Nonostante i ripetuti avvertimenti degli alti funzionari statunitensi e personalmente del presidente Joe Biden, il primo ministro israeliano Benjamin Netanyahu ha ordinato al suo esercito di invadere la città di Rafah, al confine tra Gaza ed Egitto. Questo sviluppo rafforza i timori di un culmine del disastro umanitario già in corso, poiché Rafah è l’ultima area di Gaza ancora sotto controllo palestinese ed è stata invasa dalla maggior parte della popolazione della Striscia come ultima risorsa per gli sfollati delle regioni settentrionali e centrali.

Già nelle prime ore di venerdì mattina, i caccia israeliani hanno bombardato obiettivi all’interno di Rafah, uccidendo 22 persone, tra cui donne e bambini, portando il bilancio totale delle vittime dall’inizio della guerra a 27.840, secondo le autorità palestinesi.

“Doppio piano”

In seguito, Benjamin Netanyahu ha dichiarato di aver chiesto ai vertici militari di elaborare un “doppio piano” per schiacciare Hamas nella sua ultima roccaforte e contemporaneamente evacuare i civili da Rafah.
Parlando ai giornalisti giovedì sera, Joe Biden ha accusato Israele di un uso eccessivo della forza e ha insistito sulla necessità di un accordo di cessate il fuoco. “Come sapete, sono dell’idea che la risposta (di Israele) alla Striscia di Gaza sia stata eccessiva”, ha detto il presidente statunitense, aggiungendo: “Sto facendo molta pressione affinché ci sia un cessate il fuoco per il rilascio degli ostaggi. Sto lavorando instancabilmente in questa direzione”. Un giorno prima, il Segretario di Stato americano Anthony Blinken era tornato a mani vuote dal Medio Oriente, mentre Benjamin Netanyahu respingeva le richieste di Hamas per un cessate il fuoco, insistendo che “non c’è alternativa alla vittoria totale” sul gruppo islamico.

Da parte sua, il consigliere per la sicurezza nazionale della Casa Bianca John Kirby ha dichiarato che qualsiasi espansione delle operazioni di terra di Israele a Rafah “sarebbe qualcosa che non sosterremo”. In tono più deciso, il portavoce del Dipartimento di Stato americano Vedant Patel ha dichiarato che: “Condurre un attacco simile in questo momento, senza pianificazione e con poca riflessione, in un’area dove un milione di persone si sono rifugiate, sarebbe un vero disastro”.

〈Si teme un enorme disastro umanitario nell’ultima enclave di Gaza sotto controllo palestinese, dove si è rifugiata la maggior parte dei residenti della Striscia.〉

L’imminente minaccia di un’incursione dell’esercito israeliano a Rafah sta causando terrore tra le organizzazioni umanitarie internazionali.

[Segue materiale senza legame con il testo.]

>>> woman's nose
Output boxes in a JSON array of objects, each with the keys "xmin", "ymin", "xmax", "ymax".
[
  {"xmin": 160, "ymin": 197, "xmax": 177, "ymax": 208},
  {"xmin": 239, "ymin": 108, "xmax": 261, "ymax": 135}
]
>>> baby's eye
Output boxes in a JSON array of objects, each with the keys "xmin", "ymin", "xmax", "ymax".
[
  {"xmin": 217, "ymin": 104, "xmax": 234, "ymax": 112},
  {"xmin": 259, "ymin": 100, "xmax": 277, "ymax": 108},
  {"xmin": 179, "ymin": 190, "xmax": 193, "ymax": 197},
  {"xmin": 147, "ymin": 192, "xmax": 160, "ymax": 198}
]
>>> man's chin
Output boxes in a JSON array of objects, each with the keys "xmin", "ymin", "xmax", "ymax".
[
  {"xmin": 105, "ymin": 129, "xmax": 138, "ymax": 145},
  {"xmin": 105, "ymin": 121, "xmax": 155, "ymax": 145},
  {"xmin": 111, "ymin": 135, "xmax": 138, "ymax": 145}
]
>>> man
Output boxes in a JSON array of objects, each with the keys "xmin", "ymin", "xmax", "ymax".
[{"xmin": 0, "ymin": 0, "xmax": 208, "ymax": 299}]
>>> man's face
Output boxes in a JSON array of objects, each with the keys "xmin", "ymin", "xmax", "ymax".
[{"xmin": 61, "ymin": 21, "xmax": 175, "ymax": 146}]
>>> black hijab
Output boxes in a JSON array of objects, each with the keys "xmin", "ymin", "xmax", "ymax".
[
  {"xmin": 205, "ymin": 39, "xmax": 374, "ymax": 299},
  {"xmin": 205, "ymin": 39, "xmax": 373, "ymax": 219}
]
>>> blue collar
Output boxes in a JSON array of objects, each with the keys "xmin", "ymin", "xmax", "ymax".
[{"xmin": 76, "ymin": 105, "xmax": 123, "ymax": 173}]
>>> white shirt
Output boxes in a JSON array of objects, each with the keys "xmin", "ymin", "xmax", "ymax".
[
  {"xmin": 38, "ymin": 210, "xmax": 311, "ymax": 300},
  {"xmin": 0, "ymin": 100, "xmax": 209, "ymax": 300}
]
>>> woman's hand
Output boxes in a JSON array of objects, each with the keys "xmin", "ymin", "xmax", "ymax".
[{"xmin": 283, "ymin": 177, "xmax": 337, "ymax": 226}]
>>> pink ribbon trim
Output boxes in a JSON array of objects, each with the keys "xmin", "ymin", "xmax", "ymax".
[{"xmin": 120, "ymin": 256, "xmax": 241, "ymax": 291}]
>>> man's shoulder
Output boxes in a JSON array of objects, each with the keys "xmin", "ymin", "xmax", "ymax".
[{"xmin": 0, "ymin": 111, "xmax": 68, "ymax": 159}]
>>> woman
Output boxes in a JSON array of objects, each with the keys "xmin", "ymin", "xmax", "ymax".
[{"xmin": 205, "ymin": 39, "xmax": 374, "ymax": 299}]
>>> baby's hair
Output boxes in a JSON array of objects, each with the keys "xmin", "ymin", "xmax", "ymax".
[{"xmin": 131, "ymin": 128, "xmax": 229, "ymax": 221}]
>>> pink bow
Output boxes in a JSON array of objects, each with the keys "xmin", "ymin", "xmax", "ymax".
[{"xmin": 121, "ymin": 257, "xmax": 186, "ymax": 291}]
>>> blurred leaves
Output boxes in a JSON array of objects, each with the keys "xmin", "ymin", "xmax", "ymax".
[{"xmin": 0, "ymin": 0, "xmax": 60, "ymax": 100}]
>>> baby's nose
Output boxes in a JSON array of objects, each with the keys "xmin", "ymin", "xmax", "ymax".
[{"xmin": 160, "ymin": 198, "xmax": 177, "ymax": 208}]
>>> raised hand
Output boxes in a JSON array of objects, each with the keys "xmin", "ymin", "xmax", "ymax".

Il direttore esecutivo dell’UNICEF, l’agenzia delle Nazioni Unite per l’infanzia, Catherine Russell, ha dichiarato che un eventuale raid rappresenterebbe “un altro devastante punto di svolta nella guerra”, avvertendo che a Rafah e nei dintorni ci sono circa 600.000 bambini, molti dei quali vivono in campi di fortuna in condizioni intollerabili.

Biden incontra Olaf Schultz

Gli sviluppi sul fronte di Gaza e la prosecuzione degli aiuti occidentali all’Ucraina sono stati i temi principali dell’incontro tra Joe Biden e il cancelliere tedesco Olaf Schultz alla Casa Bianca. Gli aiuti militari statunitensi a Israele e all’Ucraina sono stati bloccati a causa del continuo rifiuto dei repubblicani di approvare una legge al Congresso.

Nel frattempo, il Ministro degli Esteri iraniano Hossein Amirabdolahian si è recato ieri a Beirut, dove avrebbe dovuto incontrare il leader del potente gruppo filo-iraniano Hezbollah e rappresentanti del governo libanese. Parlando con i rappresentanti di Hezbollah, Hamas e Jihad islamica (queste ultime due organizzazioni palestinesi mantengono anche una presenza armata in Libano), il funzionario iraniano ha promesso di continuare a sostenere queste organizzazioni.

Contemporaneamente, su iniziativa dell’Arabia Saudita, si sono incontrati a Riyadh i ministri degli Esteri di Egitto, Giordania, Emirati, Qatar e del Paese ospitante. Il tema dell’incontro, a cui ha partecipato anche il Segretario Generale dell’Organizzazione per la Liberazione della Palestina (OLP), Hussein al-Sheikh, è stato quello delle iniziative arabe congiunte per la pace nella regione sulla scia del tour di Blinken.